Wednesday, November 16, 2011
Tech industry silence is deafening on #BlackInAmerica
Last sunday night Black In America 4, the documentary that chronicled the summer that I and seven other black entrepreneurs spent in Silicon Valley, aired. (note it will re air Sat Nov 19th at 8pm) The aftermath has been, in some parts exciting. I have been incredibly busy doing panels and interviews. #BlackInAmerica was even a trending topic on Twitter on Sunday evening. In some sense it felt like lots of people were paying attention.
This is important to me not because I am in the documentary but because the lack of significant African-American presence in the tech economy is, I believe, critically important. In fact, If we don’t fix it, its going to accelerate an already dangerous level of wealth inequality in the country.

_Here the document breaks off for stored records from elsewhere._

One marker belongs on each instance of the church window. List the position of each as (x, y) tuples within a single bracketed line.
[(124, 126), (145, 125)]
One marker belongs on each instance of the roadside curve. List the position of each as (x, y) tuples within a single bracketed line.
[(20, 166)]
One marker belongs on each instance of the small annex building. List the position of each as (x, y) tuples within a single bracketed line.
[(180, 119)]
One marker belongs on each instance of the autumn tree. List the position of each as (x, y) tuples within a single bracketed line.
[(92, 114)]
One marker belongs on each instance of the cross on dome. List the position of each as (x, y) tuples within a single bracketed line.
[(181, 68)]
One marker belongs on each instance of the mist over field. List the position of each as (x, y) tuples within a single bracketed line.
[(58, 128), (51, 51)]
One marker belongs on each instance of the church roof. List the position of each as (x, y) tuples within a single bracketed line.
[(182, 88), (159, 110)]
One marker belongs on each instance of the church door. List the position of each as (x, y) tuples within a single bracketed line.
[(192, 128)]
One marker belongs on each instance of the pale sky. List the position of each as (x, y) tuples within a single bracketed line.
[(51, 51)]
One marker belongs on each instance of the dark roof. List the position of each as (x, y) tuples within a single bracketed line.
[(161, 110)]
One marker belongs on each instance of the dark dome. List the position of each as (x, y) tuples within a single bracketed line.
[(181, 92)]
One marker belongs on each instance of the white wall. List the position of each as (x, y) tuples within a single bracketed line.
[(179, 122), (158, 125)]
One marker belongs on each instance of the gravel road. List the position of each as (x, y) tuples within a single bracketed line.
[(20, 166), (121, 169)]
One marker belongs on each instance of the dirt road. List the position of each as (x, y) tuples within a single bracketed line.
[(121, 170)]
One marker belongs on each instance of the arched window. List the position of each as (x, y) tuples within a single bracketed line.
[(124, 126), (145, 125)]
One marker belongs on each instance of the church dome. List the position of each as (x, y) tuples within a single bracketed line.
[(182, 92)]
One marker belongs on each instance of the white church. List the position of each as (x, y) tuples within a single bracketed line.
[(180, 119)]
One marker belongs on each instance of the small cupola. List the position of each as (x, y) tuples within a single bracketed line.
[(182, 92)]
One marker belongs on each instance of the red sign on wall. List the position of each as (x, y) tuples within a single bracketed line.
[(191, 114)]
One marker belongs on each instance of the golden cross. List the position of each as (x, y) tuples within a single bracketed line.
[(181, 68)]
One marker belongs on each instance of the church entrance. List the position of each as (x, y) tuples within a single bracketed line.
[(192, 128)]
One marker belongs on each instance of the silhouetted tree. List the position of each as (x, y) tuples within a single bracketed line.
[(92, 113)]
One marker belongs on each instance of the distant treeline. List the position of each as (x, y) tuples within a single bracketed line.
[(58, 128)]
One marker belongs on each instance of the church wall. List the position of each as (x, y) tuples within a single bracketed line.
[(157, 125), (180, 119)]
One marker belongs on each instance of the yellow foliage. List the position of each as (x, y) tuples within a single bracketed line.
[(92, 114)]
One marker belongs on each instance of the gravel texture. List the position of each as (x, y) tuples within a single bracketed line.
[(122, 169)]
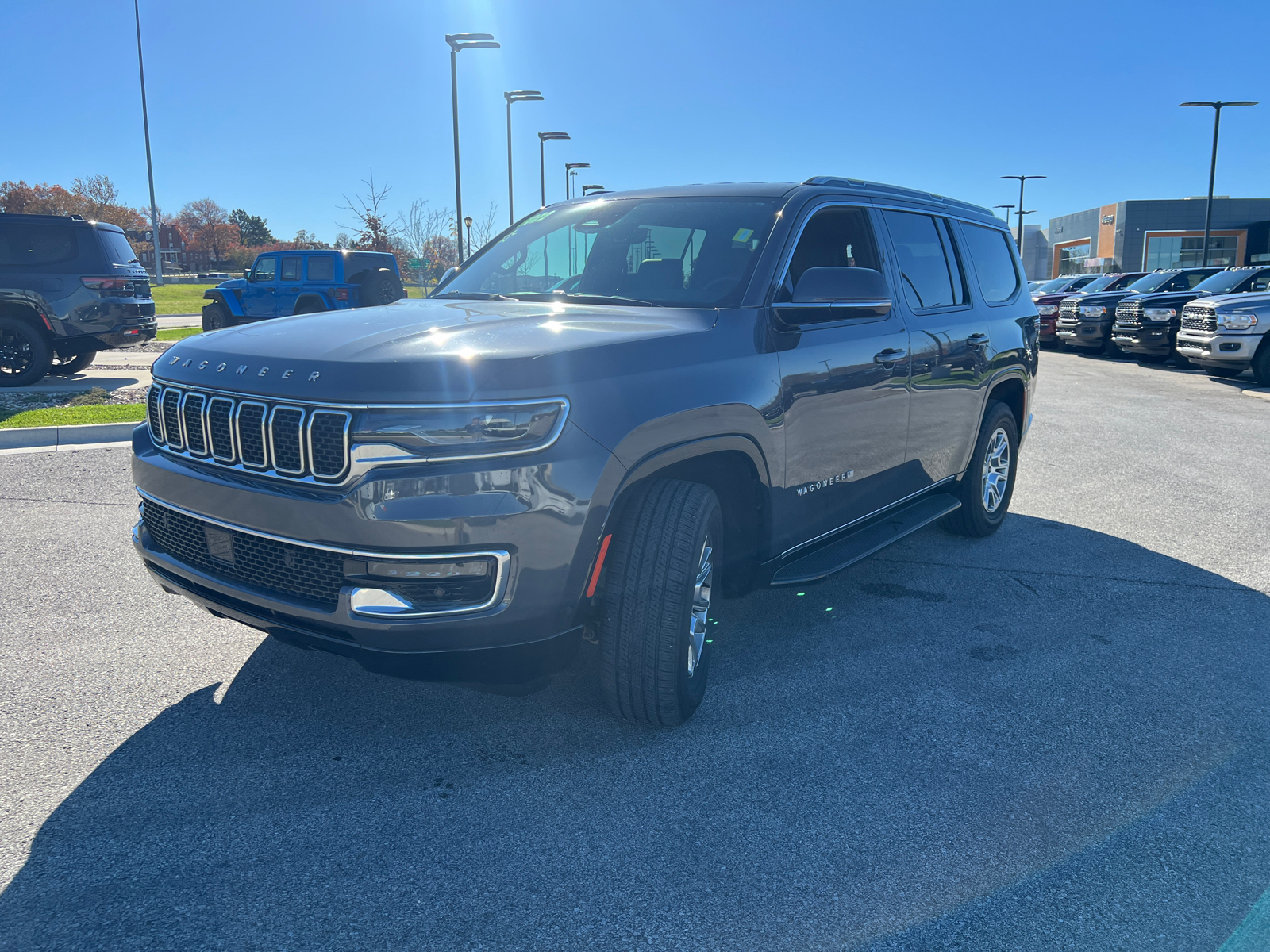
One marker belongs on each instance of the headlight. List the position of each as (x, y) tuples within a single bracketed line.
[(464, 432), (1238, 321)]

As I said in the documentary, not fixing this problem ultimately leads to a permanent underclass. And if you think Occupy Wall Street is a troubling signal regarding dissatisfaction around wealth distribution, you ain’t seen nothing yet. I fear the growing wealth disparity, particularly along racial and ethnic lines, will be catalyst for significant civil unrest.
If we are going to change course, in my view, the most valuable potential outcome of the documentary would be a willingness to more openly discuss the issue of race in technology. And since Twitter is a great proxy for engagement on any issue, that’s where I looked. I was hoping that given the heavy discussion in the tech blogosphere and press that the issue had finally broken into the mainstream.
But the Twitter stream said something else. Initially my sense was purely anecdotal, but I saw none of the tech industry “players” participating in the conversation.
So at my company, Kloudco, we decided to do some quick analytics. We pulled down all 150,000 #BlackInAmerica tweets between 9am est, the morning of the Black In America 4 airing, and 9am the next day. Then we cross referenced that list with industry mega-pundit Robert Scoble’s important tech people lists. These include his Twitter lists for press, VCs, and others.
Unfortunately, the results were just as I feared.
Across all of Scoble’s lists, there were only three participants in the discussion: @lekanB, @rachelsklar, and @venturebeat. The tech industry either wasn’t watching, was totally unengaged or worse, uninterested.
For whatever the reasons the tech industry is silent.